The original, which calls for a poppyseed filling, comes from Rosie’s Bakery Chocolate-Packed, Jam-Filled, Butter-Rich, No-Holds-Barred Cookie Book (1996).
- 2 cups plus 3 Tablespoons all-purpose flour
- 1/2 cup sugar
- 1/8 teaspoon baking powder
- 1 teaspoon grated orange zest
- ½ tsp salt
- 1 1/2 sticks unsalted butter at room temp, cut into 12 pieces)
- 2 Tablespoons ice water
- 2 large egg yolks
- Place flour, sugar baking powder, zest and salt in food processor and process for 20 seconds (you can do this with a fork or a whisk if you don’t feel like using a food processor).
- Distribute the butter evenly over the flour and process until the mixture resembles coarse meal, 15-20 seconds. (you also can do this with your fingers or pastry blender).
- In a small cup, whisk together the cold water and egg yolks. With the processor running, pour the egg mixture in a steady stream through the feed tube and process just until the dough comes together, 20-30 seconds. (or sprinkle the egg mixture over the flour mixture while tossing with a fork)

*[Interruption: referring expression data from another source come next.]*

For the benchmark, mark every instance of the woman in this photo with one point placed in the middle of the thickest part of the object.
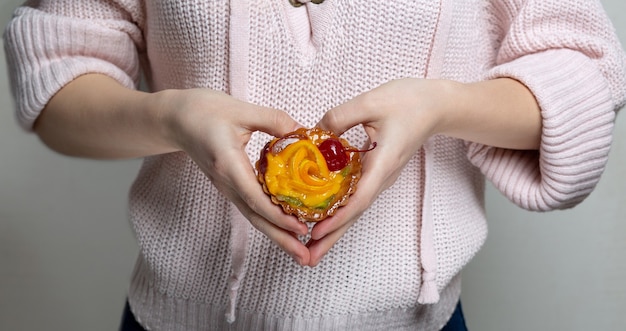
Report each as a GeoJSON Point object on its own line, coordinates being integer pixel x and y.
{"type": "Point", "coordinates": [521, 92]}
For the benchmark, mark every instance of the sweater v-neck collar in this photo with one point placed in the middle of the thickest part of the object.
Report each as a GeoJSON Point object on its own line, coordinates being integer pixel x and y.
{"type": "Point", "coordinates": [307, 26]}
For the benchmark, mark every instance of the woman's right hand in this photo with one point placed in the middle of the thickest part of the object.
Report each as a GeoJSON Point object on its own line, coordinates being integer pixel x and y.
{"type": "Point", "coordinates": [96, 117]}
{"type": "Point", "coordinates": [214, 128]}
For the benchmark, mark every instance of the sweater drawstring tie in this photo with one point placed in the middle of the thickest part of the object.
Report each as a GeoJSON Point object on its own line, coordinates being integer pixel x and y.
{"type": "Point", "coordinates": [239, 243]}
{"type": "Point", "coordinates": [429, 294]}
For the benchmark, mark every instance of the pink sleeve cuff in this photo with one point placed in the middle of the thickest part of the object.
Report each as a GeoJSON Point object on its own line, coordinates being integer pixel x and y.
{"type": "Point", "coordinates": [578, 113]}
{"type": "Point", "coordinates": [45, 52]}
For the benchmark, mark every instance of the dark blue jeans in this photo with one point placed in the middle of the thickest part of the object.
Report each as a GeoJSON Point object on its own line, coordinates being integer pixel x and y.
{"type": "Point", "coordinates": [456, 322]}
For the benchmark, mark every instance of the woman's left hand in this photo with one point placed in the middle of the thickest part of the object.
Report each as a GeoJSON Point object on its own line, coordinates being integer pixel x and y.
{"type": "Point", "coordinates": [399, 116]}
{"type": "Point", "coordinates": [402, 114]}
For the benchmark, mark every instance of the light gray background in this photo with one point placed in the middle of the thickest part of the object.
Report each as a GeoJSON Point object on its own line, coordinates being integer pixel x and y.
{"type": "Point", "coordinates": [67, 251]}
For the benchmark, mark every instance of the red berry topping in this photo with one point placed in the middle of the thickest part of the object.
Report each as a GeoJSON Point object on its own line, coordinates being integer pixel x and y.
{"type": "Point", "coordinates": [334, 153]}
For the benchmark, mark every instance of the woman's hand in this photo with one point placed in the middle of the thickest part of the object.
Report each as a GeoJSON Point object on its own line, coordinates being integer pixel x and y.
{"type": "Point", "coordinates": [402, 114]}
{"type": "Point", "coordinates": [96, 117]}
{"type": "Point", "coordinates": [214, 129]}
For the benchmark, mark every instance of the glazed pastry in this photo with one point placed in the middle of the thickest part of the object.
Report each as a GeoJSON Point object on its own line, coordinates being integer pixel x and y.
{"type": "Point", "coordinates": [309, 172]}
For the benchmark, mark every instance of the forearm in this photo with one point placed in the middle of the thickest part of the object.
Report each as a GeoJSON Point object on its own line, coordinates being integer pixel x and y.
{"type": "Point", "coordinates": [501, 113]}
{"type": "Point", "coordinates": [96, 117]}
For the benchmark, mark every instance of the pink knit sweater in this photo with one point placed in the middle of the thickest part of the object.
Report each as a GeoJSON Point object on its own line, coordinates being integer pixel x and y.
{"type": "Point", "coordinates": [202, 265]}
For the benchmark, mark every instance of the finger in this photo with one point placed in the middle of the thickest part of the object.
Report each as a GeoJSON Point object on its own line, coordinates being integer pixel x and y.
{"type": "Point", "coordinates": [319, 248]}
{"type": "Point", "coordinates": [351, 113]}
{"type": "Point", "coordinates": [287, 241]}
{"type": "Point", "coordinates": [272, 121]}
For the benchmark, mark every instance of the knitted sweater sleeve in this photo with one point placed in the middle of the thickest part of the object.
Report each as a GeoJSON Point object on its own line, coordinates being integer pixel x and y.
{"type": "Point", "coordinates": [567, 54]}
{"type": "Point", "coordinates": [50, 43]}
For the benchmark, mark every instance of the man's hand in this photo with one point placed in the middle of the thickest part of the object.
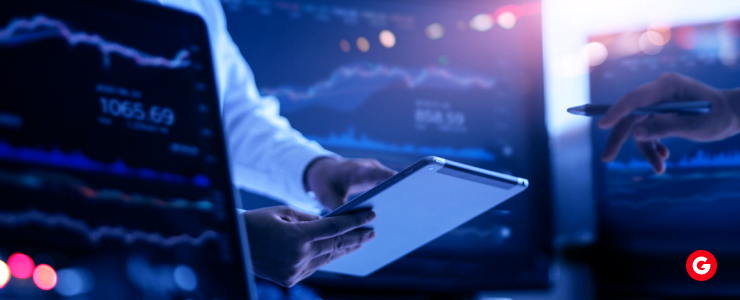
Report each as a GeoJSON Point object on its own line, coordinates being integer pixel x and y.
{"type": "Point", "coordinates": [332, 179]}
{"type": "Point", "coordinates": [288, 245]}
{"type": "Point", "coordinates": [721, 122]}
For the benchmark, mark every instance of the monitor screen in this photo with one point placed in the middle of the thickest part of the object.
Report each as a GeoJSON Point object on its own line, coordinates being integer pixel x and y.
{"type": "Point", "coordinates": [401, 80]}
{"type": "Point", "coordinates": [113, 169]}
{"type": "Point", "coordinates": [700, 181]}
{"type": "Point", "coordinates": [651, 223]}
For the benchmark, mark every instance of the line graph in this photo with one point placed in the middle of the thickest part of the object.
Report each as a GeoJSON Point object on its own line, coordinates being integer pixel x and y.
{"type": "Point", "coordinates": [38, 180]}
{"type": "Point", "coordinates": [41, 27]}
{"type": "Point", "coordinates": [349, 140]}
{"type": "Point", "coordinates": [77, 160]}
{"type": "Point", "coordinates": [349, 86]}
{"type": "Point", "coordinates": [700, 160]}
{"type": "Point", "coordinates": [95, 235]}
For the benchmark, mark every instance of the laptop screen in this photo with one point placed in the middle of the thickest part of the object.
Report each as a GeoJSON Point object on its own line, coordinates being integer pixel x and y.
{"type": "Point", "coordinates": [113, 171]}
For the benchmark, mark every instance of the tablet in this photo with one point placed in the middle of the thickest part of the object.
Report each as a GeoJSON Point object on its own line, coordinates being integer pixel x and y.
{"type": "Point", "coordinates": [418, 205]}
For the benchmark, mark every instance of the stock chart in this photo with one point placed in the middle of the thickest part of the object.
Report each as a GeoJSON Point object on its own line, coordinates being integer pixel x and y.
{"type": "Point", "coordinates": [112, 164]}
{"type": "Point", "coordinates": [647, 213]}
{"type": "Point", "coordinates": [400, 80]}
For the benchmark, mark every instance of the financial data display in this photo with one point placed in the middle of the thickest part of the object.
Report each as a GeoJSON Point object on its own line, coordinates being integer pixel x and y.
{"type": "Point", "coordinates": [694, 205]}
{"type": "Point", "coordinates": [113, 173]}
{"type": "Point", "coordinates": [400, 80]}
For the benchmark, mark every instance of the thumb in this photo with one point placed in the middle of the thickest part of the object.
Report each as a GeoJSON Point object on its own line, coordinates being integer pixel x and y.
{"type": "Point", "coordinates": [661, 126]}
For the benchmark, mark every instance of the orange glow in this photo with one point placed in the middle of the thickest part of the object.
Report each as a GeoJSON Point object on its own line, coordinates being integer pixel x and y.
{"type": "Point", "coordinates": [596, 53]}
{"type": "Point", "coordinates": [655, 38]}
{"type": "Point", "coordinates": [21, 266]}
{"type": "Point", "coordinates": [663, 29]}
{"type": "Point", "coordinates": [506, 19]}
{"type": "Point", "coordinates": [45, 277]}
{"type": "Point", "coordinates": [387, 38]}
{"type": "Point", "coordinates": [363, 44]}
{"type": "Point", "coordinates": [528, 9]}
{"type": "Point", "coordinates": [648, 46]}
{"type": "Point", "coordinates": [4, 274]}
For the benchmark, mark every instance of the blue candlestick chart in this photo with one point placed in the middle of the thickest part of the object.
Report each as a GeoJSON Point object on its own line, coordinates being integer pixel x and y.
{"type": "Point", "coordinates": [79, 161]}
{"type": "Point", "coordinates": [40, 27]}
{"type": "Point", "coordinates": [96, 235]}
{"type": "Point", "coordinates": [349, 140]}
{"type": "Point", "coordinates": [350, 86]}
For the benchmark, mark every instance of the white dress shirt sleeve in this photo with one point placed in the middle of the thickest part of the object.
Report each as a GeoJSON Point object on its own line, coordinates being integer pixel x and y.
{"type": "Point", "coordinates": [268, 156]}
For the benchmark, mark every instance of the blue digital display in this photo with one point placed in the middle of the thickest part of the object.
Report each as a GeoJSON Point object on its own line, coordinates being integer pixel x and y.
{"type": "Point", "coordinates": [113, 169]}
{"type": "Point", "coordinates": [643, 212]}
{"type": "Point", "coordinates": [400, 80]}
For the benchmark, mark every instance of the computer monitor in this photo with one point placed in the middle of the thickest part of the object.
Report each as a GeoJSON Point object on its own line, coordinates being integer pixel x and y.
{"type": "Point", "coordinates": [114, 176]}
{"type": "Point", "coordinates": [652, 223]}
{"type": "Point", "coordinates": [400, 80]}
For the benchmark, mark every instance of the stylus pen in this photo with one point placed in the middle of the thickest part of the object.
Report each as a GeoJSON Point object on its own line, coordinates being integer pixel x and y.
{"type": "Point", "coordinates": [685, 108]}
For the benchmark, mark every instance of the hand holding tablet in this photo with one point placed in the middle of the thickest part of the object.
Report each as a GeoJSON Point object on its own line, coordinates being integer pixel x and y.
{"type": "Point", "coordinates": [419, 204]}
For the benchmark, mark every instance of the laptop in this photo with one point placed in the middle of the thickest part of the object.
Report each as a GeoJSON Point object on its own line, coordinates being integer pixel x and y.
{"type": "Point", "coordinates": [114, 176]}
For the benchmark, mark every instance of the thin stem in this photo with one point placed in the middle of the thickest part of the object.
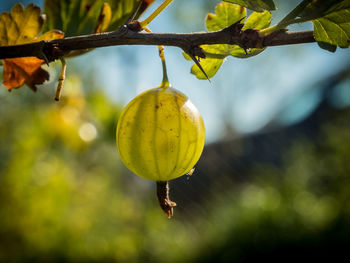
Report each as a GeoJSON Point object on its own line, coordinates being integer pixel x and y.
{"type": "Point", "coordinates": [165, 81]}
{"type": "Point", "coordinates": [160, 8]}
{"type": "Point", "coordinates": [163, 197]}
{"type": "Point", "coordinates": [61, 79]}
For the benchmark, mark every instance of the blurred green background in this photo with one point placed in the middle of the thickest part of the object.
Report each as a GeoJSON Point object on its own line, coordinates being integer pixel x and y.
{"type": "Point", "coordinates": [273, 182]}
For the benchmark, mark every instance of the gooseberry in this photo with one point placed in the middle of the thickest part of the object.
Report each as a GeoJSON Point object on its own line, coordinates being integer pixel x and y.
{"type": "Point", "coordinates": [160, 134]}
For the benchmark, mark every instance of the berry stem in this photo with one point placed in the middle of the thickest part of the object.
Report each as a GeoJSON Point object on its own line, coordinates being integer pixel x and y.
{"type": "Point", "coordinates": [163, 197]}
{"type": "Point", "coordinates": [165, 82]}
{"type": "Point", "coordinates": [61, 79]}
{"type": "Point", "coordinates": [156, 12]}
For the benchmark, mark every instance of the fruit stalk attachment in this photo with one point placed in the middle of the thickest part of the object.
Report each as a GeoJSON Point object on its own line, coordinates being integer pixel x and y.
{"type": "Point", "coordinates": [163, 197]}
{"type": "Point", "coordinates": [156, 12]}
{"type": "Point", "coordinates": [61, 79]}
{"type": "Point", "coordinates": [165, 82]}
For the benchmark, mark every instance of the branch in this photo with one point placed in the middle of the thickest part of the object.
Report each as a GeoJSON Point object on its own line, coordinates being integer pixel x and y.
{"type": "Point", "coordinates": [189, 42]}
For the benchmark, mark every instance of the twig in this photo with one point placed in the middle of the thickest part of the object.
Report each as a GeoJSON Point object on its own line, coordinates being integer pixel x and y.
{"type": "Point", "coordinates": [55, 49]}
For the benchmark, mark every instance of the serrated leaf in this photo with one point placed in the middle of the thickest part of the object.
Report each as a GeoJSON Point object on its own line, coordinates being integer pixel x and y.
{"type": "Point", "coordinates": [225, 15]}
{"type": "Point", "coordinates": [80, 17]}
{"type": "Point", "coordinates": [18, 27]}
{"type": "Point", "coordinates": [256, 5]}
{"type": "Point", "coordinates": [334, 28]}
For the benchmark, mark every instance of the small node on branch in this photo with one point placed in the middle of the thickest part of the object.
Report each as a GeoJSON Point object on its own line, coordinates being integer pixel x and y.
{"type": "Point", "coordinates": [61, 79]}
{"type": "Point", "coordinates": [135, 26]}
{"type": "Point", "coordinates": [250, 38]}
{"type": "Point", "coordinates": [163, 197]}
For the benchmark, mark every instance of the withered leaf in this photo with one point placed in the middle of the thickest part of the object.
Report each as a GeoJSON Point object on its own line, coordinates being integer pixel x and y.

- Place the dough on a lightly floured work surface and knead it several times to bring it together
- Shape the dough into two thick disks, wrap each one in plastic wrap and refrigerate them for 1 hour. While the dough refrigerates, prepare the filling below (it takes about 3 minutes—including opening the can!)
- Line several baking sheets with parchment paper, or grease them lightly with vegetable oil.
- Remove one disk from the refrigerator and roll it out to form a round approximately 12 inches in diameter and a generous 1/8 inch thick.
- Using a 2 1/2” cookie cutter, cut out as many rounds as possible. Place them ¼ inch apart on the prepared baking sheets. Repeat with the second disk. (If you don’t have a 2 1/2” round cookie cutter you might have a glass that is about that size)
- Place 1 rounded teaspoon of red bean filling in the center of each round. Then fold the edges of the dough toward the center to form a triangle, leaving a bit of the filling showing in the center. Pinch the edges in three places to seal then. Place the baking sheets in the refrigerator for 30 minutes or the freezer for 15 minutes, to chill the triangles.
- Fifteen minutes before baking, preheat the oven to 375*F
- Bake the hamantaschen until they are crisp, firm to the touch and golden around the edges, i.e. for about 20 minutes. Let them cool completely on the baking sheets.
- Can leave them out on first day uncovered at room temp. After that store in airtight container with waxed paper between the layers. You can refrigerate for up to 3 days or freeze and eat later!).
Meyer-Fong Red Bean and Chestnut Filling:
- 1 small can of (canned) sweet red bean paste (Japanese: “an”)—for example “Ogura an”
- 3 roasted chestnuts from vacuum pack (optional)
Pour red beans from can into a small bowl. Use a fork to mash the 3 roasted chestnuts into the beans. The chestnuts add texture and density to the filling—but the flavor is excellent even with just the red beans.